Is Sharon really going to have Arafat killed?
Gwynne Dyer, Columnist, London
"Killing (Yasser Arafat) is definitely one of the options," said Israel's deputy prime minister Ehud Olmert last Sunday. "We are trying to eliminate all the heads of terror, and Arafat is one of the heads of terror." It is the first time in 15 years that a senior Israeli leader has openly called for Arafat's death, and it is not immediately obvious why he should do so now.
The recent round of violence that destroyed the June ceasefire, with Israeli targeted assassinations of Palestinian militia leaders alternating with Palestinian suicide bombings, had no direct connection to Arafat.
As part of the concerted Israeli-American effort to sideline Arafat and create a more malleable Palestinian leadership over the past two years, there have been endless assertions by both Jerusalem and Washington of Arafat's continuing involvement in terrorism, and no doubt his intelligence services are aware of some of the militias' plans.
But there is no evidence that Arafat has collaborated with the extremists in their plans, nor that he could stop them even if he wanted to.
Olmert's argument skipped past all that and took Arafat's leading role in sponsoring terrorist attacks against Israel as a given. "From a moral point of view, (the assassination of Arafat) is no different from others who were involved in acts of terror.
It is only a practical question. What is the benefit? What will be the reaction?" Avi Dichter, head of the Shin Bet security service, even contended that killing Arafat would actually be safer than sending him into exile, because the furor would die down more quickly if the Palestinian leader were dead.

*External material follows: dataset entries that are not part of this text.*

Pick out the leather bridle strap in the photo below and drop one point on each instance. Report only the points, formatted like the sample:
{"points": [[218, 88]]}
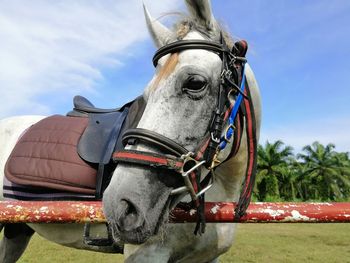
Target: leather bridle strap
{"points": [[189, 44], [131, 136], [153, 160]]}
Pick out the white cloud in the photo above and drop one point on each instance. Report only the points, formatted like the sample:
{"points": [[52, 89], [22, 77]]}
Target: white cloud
{"points": [[59, 47], [303, 133]]}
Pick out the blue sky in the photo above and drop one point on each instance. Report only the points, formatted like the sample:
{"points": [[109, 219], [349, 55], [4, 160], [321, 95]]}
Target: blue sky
{"points": [[299, 51]]}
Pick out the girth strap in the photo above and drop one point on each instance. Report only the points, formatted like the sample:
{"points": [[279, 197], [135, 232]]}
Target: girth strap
{"points": [[149, 159]]}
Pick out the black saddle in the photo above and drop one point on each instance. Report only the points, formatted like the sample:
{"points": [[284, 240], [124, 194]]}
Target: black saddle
{"points": [[102, 136]]}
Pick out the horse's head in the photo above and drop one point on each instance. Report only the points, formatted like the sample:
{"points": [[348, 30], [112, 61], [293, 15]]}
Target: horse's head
{"points": [[181, 99]]}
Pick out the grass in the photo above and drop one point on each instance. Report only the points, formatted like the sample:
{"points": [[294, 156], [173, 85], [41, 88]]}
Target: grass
{"points": [[254, 243]]}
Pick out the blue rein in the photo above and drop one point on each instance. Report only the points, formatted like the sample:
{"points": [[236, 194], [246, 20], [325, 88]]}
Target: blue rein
{"points": [[229, 132]]}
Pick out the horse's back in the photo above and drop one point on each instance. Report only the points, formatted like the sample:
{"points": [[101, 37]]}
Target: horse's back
{"points": [[10, 130]]}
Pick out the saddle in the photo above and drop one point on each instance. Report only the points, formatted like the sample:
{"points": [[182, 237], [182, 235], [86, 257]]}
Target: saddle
{"points": [[72, 153]]}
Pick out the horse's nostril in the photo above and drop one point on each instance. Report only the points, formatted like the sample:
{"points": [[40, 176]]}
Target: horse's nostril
{"points": [[129, 218]]}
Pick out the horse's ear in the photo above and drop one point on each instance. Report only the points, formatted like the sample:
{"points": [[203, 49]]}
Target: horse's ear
{"points": [[201, 12], [161, 34]]}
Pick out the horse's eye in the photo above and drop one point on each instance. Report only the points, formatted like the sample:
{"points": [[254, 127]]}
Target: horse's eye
{"points": [[195, 83]]}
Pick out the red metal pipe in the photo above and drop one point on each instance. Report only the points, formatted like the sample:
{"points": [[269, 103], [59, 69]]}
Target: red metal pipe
{"points": [[80, 212]]}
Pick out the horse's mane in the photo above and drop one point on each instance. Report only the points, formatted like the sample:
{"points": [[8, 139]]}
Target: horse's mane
{"points": [[182, 28]]}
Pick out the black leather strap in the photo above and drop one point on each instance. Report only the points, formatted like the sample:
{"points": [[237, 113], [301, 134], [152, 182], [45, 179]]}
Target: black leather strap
{"points": [[188, 44], [155, 139]]}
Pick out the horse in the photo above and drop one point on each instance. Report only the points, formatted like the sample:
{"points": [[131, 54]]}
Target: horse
{"points": [[182, 101]]}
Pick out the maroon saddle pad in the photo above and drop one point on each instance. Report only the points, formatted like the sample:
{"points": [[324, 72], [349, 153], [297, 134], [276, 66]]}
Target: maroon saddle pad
{"points": [[46, 156]]}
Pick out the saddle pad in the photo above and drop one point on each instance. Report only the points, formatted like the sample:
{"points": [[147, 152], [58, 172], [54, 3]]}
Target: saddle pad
{"points": [[12, 191], [46, 156]]}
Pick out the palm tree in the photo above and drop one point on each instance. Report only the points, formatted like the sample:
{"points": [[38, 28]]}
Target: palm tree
{"points": [[322, 166], [273, 159]]}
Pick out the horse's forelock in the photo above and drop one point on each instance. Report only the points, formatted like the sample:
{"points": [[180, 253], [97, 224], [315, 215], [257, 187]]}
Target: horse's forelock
{"points": [[166, 70]]}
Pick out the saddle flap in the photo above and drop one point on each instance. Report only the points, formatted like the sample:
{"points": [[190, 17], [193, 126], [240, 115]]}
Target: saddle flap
{"points": [[97, 143]]}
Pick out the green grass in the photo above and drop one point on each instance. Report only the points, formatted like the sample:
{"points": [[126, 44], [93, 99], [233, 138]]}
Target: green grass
{"points": [[254, 243]]}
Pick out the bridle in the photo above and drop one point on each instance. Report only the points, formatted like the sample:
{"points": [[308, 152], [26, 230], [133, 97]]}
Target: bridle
{"points": [[233, 101]]}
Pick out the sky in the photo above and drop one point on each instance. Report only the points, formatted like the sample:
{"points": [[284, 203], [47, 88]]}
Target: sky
{"points": [[299, 51]]}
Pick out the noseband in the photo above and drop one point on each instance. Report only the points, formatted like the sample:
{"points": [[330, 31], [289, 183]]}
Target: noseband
{"points": [[233, 99]]}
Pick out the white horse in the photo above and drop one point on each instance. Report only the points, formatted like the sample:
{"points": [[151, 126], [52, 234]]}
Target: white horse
{"points": [[180, 100]]}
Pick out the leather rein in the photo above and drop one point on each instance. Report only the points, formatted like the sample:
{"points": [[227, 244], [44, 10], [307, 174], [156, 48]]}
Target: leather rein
{"points": [[233, 102]]}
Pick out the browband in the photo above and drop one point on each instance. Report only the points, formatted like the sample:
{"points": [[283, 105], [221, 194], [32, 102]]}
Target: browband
{"points": [[188, 44]]}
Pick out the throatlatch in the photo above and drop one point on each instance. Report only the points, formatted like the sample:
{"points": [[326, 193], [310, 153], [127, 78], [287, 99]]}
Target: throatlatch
{"points": [[233, 102]]}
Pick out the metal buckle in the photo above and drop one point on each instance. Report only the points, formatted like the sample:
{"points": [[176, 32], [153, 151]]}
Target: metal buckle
{"points": [[226, 132], [217, 140], [185, 174]]}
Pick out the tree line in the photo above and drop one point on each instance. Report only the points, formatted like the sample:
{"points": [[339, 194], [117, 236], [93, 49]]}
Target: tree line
{"points": [[318, 173]]}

There is certainly a case for saying that Arafat should have died 15 years ago. His career as a terrorist was remarkably successful, bringing global recognition to the Palestinians as a distinct people with rights to at least some of the land of former Palestine.
But as a diplomat, and later as the elected president of the Palestinian Authority, he combined corrupt and nepotistic rule at home with hopelessly naive negotiating tactics with Israel. As Gen. Yusuf Nasser, newly nominated as interior minister in the PA government, allegedly told Arafat last week, he was "the most incompetent revolutionary leader in history."
Wishing Arafat dead is not the same as killing him, however, nor does any sane observer believe that murdering him would lead to a decline in terrorist attacks on Israel. On the contrary, as senior Palestinian negotiator Saeb Erakat warned last Sunday, "Militias (like Hamas, Islamic Jihad, and the al-Aqsa Brigades) would take over with machine-guns. The first thing they would do...is kill me, like the rest of the moderates." The people around Israel's Prime Minister Ariel Sharon are intelligent enough to understand that, so why are they toying with the idea of killing Arafat?
There is an interpretation of events, quite widespread among both Israelis and Palestinians, which argues that the extremists on the two sides act in tacit collaboration to prevent more moderate groups from successfully negotiating a compromise peace. The hard right in Israel makes the necessary noises about peace to placate Washington, but it does not really want to trade the Jewish settlements in the occupied territories for a peace it does not trust in any case.
Palestinian extremists, both Islamist and secular, are equally determined to thwart a two-state solution that leaves a demilitarized Palestinian state in a permanently inferior relationship with an Israel that still controls almost 80 percent of former Palestine.
Killing Arafat would destroy the civilian government of the Palestinian Authority and bring the militias to power, ending all pressure on the Israeli government for concessions leading to a peace agreement. There would be a storm of condemnation of Sharon's government at first, but the current U.S. administration would not abandon him under any circumstances.
And provided his coalition holds together, Sharon would then have almost four more years to thicken up Jewish settlements in the West Bank and wall them off from the remaining Palestinian parts of the territory behind his "security fence".
Nobody knows if this is now Sharon's intention, maybe not even Sharon himself. It would probably put paid to the hope of an Israeli-Palestinian negotiated peace for a generation, but that was never Sharon's dream anyway. As Hemi Shalev wrote in Ma'ariv on Sunday: "The government has placed a loaded gun on the table, and with the next terror attack, if and when it occurs, it is plausible that its only choice will be to shoot -- even if the main victim is Israel itself."